Teach ShmEventLoop how to validate some multithreading use cases

This helps catch bugs in callers who do these limited kinds of
multithreading.

Change-Id: Ie04790b2c46f0401430ed4c18a2d10845329623b
Signed-off-by: Austin Schuh <austin.schuh@bluerivertech.com>
diff --git a/aos/events/event_loop.h b/aos/events/event_loop.h
index d23314e..7cb6a5a 100644
--- a/aos/events/event_loop.h
+++ b/aos/events/event_loop.h
@@ -7,6 +7,7 @@
 #include <string>
 #include <string_view>
 
+#include "absl/container/btree_set.h"
 #include "aos/configuration.h"
 #include "aos/configuration_generated.h"

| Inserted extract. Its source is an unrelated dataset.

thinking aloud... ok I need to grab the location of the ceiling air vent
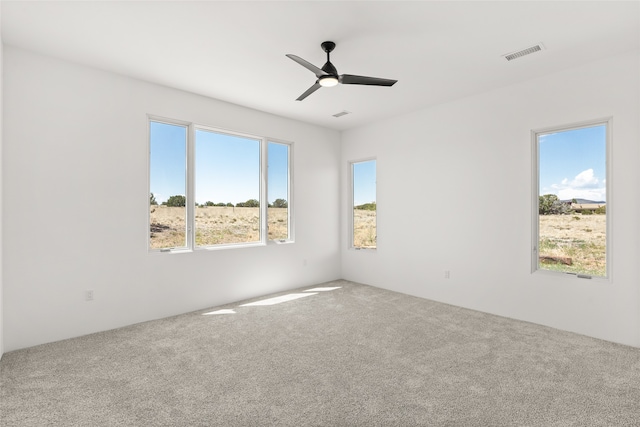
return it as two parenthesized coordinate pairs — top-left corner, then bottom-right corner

 #include "aos/events/channel_preallocated_allocator.h"
@@ -20,8 +21,6 @@
 #include "aos/time/time.h"
 #include "aos/util/phased_loop.h"
 #include "aos/uuid.h"
-
-#include "absl/container/btree_set.h"
 #include "flatbuffers/flatbuffers.h"
 #include "glog/logging.h"
 
@@ -115,6 +114,7 @@
 
  protected:
   EventLoop *event_loop() { return event_loop_; }
+  const EventLoop *event_loop() const { return event_loop_; }
 
   Context context_;
 
@@ -190,6 +190,7 @@
 
  protected:
   EventLoop *event_loop() { return event_loop_; }
+  const EventLoop *event_loop() const { return event_loop_; }
 
   monotonic_clock::time_point monotonic_sent_time_ = monotonic_clock::min_time;
   realtime_clock::time_point realtime_sent_time_ = realtime_clock::min_time;
@@ -473,8 +474,13 @@
   Ftrace ftrace_;
 };
 
+// Note, it is supported to create only:
+//   multiple fetchers, and (one sender or one watcher) per <name, type>
+//   tuple.
 class EventLoop {
  public:
+  // Holds configuration by reference for the lifetime of this object. It may
+  // never be mutated externally in any way.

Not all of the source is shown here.